Nelson argued that this would prohibit him from working in any county where NVR, or one of its affiliates, operates–a huge area reaching far beyond Charlotte. NVR countered that there was no evidence to show Nelson had actually received confidential information from any area outside the Charlotte area and that Nelson shouldn’t be allowed to manufacture unrealistic hypotheticals devoid of factual support, but the court agreed with Nelson.
NVR “broadly defined Confidential Information in the Agreements and in doing so, invited the Court to contemplate hypotheticals arising out of the terms,” it wrote. “These hypotheticals expose the indefiniteness of the provision’s terms.” The court took issue with the fact that “Confidential Information” was defined so broadly that it could be interpreted to restrict Nelson from working in areas far outside the Charlotte area, and noted that the agreement did not define what it means for information to come “from” a particular area when that information is sent by email (as is usually the case).

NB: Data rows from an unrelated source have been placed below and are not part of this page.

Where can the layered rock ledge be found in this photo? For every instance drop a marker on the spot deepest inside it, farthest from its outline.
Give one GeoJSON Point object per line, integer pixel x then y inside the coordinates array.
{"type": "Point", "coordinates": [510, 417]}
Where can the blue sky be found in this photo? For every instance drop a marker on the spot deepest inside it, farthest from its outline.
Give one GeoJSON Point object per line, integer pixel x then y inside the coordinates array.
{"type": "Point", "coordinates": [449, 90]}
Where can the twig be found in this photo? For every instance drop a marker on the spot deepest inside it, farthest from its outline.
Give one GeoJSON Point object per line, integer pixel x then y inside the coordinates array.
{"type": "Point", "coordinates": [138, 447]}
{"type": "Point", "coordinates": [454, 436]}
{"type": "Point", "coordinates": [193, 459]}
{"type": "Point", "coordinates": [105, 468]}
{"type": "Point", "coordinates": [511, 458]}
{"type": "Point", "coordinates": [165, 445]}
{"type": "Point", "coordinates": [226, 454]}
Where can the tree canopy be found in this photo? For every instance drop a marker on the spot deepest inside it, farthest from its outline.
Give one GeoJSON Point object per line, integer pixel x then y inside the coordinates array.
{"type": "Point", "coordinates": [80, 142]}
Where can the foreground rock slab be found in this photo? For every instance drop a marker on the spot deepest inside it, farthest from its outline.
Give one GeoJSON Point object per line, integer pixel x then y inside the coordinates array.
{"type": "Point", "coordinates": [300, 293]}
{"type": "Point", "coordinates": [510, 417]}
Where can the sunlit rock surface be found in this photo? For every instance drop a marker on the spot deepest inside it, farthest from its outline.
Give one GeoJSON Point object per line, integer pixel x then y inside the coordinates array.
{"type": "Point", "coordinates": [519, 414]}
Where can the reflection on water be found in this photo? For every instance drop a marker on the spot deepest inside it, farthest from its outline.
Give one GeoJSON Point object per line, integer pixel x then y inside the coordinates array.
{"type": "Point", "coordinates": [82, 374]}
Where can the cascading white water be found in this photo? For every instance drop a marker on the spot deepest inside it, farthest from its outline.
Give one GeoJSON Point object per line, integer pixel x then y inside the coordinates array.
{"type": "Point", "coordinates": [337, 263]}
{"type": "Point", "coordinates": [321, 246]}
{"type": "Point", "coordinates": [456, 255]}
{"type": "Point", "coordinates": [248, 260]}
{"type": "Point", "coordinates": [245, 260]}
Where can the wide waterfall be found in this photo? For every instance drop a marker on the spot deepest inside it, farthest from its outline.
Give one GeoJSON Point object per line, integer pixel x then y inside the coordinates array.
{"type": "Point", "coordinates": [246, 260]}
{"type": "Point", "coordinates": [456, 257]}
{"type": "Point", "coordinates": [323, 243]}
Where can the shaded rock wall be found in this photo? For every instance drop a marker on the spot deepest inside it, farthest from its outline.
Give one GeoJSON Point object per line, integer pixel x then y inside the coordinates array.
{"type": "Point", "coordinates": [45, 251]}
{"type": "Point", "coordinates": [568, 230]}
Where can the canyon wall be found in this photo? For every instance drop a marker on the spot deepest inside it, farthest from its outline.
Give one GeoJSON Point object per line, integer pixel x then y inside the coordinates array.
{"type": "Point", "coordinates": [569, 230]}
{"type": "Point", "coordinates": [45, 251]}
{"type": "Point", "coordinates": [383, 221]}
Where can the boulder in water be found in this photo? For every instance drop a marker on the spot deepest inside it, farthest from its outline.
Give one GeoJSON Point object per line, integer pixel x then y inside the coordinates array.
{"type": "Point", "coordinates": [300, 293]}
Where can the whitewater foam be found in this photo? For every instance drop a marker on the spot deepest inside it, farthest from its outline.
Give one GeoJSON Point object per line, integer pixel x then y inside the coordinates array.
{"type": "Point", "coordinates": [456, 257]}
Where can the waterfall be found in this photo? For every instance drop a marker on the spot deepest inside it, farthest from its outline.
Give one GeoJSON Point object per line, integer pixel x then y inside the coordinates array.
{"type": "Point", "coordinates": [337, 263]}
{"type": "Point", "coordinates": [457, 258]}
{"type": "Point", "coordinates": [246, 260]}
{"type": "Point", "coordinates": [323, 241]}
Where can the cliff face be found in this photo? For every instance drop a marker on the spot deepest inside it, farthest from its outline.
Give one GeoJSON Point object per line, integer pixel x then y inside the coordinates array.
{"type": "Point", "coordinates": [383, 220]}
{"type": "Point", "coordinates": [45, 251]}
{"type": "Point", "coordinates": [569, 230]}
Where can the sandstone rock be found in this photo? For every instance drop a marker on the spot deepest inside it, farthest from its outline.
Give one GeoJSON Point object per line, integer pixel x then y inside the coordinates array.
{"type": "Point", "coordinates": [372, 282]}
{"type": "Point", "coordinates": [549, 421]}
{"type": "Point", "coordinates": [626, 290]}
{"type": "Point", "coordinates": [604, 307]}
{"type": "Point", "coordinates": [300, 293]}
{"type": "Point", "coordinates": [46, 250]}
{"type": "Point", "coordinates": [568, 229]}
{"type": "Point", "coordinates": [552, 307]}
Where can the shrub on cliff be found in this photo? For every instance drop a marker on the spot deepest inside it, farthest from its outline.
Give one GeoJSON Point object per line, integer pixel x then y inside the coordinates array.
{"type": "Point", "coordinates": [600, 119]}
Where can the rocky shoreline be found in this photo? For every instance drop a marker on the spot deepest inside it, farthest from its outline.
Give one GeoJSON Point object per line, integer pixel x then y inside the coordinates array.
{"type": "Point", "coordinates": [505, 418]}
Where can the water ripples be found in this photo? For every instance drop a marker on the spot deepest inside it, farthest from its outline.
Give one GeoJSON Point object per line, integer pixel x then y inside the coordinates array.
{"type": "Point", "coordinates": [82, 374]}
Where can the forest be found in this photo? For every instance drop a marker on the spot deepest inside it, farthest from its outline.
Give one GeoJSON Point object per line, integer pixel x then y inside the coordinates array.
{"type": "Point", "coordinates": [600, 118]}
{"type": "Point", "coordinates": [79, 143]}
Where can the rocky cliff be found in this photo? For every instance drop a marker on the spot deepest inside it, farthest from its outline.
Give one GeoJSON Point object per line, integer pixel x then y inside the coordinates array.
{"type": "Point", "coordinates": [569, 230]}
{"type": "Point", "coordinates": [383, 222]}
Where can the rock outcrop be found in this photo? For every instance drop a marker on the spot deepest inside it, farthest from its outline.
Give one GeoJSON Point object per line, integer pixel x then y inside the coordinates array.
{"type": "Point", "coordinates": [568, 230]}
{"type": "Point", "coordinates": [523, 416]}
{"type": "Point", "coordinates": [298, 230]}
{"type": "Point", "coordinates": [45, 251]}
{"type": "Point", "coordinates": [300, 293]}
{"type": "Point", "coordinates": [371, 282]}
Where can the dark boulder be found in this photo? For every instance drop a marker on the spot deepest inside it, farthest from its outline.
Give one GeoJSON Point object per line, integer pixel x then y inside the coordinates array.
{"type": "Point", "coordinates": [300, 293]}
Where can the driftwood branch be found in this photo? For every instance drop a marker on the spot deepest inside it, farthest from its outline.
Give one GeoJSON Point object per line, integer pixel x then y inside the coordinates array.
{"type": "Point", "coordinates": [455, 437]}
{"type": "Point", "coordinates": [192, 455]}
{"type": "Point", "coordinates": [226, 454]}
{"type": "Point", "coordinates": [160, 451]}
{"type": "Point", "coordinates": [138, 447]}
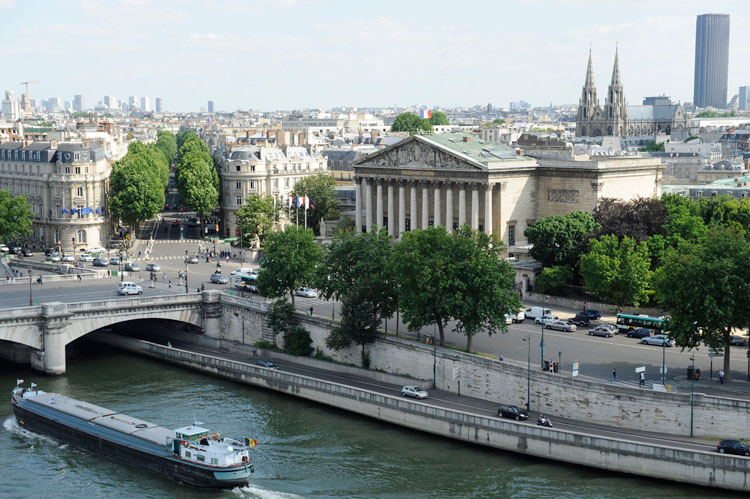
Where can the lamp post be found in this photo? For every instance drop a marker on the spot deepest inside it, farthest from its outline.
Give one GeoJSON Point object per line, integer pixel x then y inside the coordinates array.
{"type": "Point", "coordinates": [692, 392]}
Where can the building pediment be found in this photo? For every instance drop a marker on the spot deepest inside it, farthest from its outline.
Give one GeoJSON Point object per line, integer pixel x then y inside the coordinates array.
{"type": "Point", "coordinates": [420, 152]}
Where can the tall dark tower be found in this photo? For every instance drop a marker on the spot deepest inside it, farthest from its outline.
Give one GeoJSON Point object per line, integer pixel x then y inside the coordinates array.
{"type": "Point", "coordinates": [711, 60]}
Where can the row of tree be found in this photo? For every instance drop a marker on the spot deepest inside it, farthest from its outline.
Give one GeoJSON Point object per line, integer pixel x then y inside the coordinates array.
{"type": "Point", "coordinates": [139, 180]}
{"type": "Point", "coordinates": [196, 176]}
{"type": "Point", "coordinates": [430, 276]}
{"type": "Point", "coordinates": [688, 257]}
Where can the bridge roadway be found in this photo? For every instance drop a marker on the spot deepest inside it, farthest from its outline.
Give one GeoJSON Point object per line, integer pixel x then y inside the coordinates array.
{"type": "Point", "coordinates": [470, 405]}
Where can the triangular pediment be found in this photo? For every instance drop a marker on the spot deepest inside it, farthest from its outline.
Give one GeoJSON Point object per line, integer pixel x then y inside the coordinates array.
{"type": "Point", "coordinates": [420, 152]}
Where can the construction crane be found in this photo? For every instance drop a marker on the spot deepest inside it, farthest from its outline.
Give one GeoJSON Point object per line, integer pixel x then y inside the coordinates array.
{"type": "Point", "coordinates": [26, 100]}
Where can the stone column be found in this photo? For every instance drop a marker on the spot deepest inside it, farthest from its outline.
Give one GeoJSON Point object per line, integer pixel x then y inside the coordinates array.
{"type": "Point", "coordinates": [461, 204]}
{"type": "Point", "coordinates": [401, 209]}
{"type": "Point", "coordinates": [367, 183]}
{"type": "Point", "coordinates": [413, 206]}
{"type": "Point", "coordinates": [358, 204]}
{"type": "Point", "coordinates": [379, 194]}
{"type": "Point", "coordinates": [449, 207]}
{"type": "Point", "coordinates": [488, 209]}
{"type": "Point", "coordinates": [391, 212]}
{"type": "Point", "coordinates": [438, 207]}
{"type": "Point", "coordinates": [474, 207]}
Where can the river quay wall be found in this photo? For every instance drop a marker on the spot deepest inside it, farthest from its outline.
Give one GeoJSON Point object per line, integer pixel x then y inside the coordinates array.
{"type": "Point", "coordinates": [656, 461]}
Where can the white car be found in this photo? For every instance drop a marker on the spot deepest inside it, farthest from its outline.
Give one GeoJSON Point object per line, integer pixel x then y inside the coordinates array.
{"type": "Point", "coordinates": [413, 391]}
{"type": "Point", "coordinates": [546, 319]}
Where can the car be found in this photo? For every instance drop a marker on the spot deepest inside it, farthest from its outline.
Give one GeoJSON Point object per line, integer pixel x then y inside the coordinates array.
{"type": "Point", "coordinates": [658, 339]}
{"type": "Point", "coordinates": [545, 319]}
{"type": "Point", "coordinates": [513, 412]}
{"type": "Point", "coordinates": [266, 363]}
{"type": "Point", "coordinates": [559, 325]}
{"type": "Point", "coordinates": [306, 292]}
{"type": "Point", "coordinates": [219, 279]}
{"type": "Point", "coordinates": [593, 315]}
{"type": "Point", "coordinates": [129, 288]}
{"type": "Point", "coordinates": [413, 391]}
{"type": "Point", "coordinates": [601, 331]}
{"type": "Point", "coordinates": [740, 447]}
{"type": "Point", "coordinates": [639, 332]}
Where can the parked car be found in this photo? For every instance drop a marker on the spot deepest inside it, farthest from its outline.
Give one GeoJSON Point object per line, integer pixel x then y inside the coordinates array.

So, the court posed some hypotheticals: “Would an email containing Confidential Information sent by one of Defendant’s Chicago employees qualify as information sent from Chicago? Would the answer change if the Confidential Information was contained in an attachment to the email which was created by the home office in Virginia? What about an email to Defendant from a Charlotte employee forwarding information sent to her by Chicago employees?” Clearly, Nelson could not have been expected to determine from where he received confidential information. Therefore, there was no way for him to really know to which areas the noncompete applied. Indefinite noncompete restrictions are necessarily overbroad, so the court held the noncompete was unenforceable.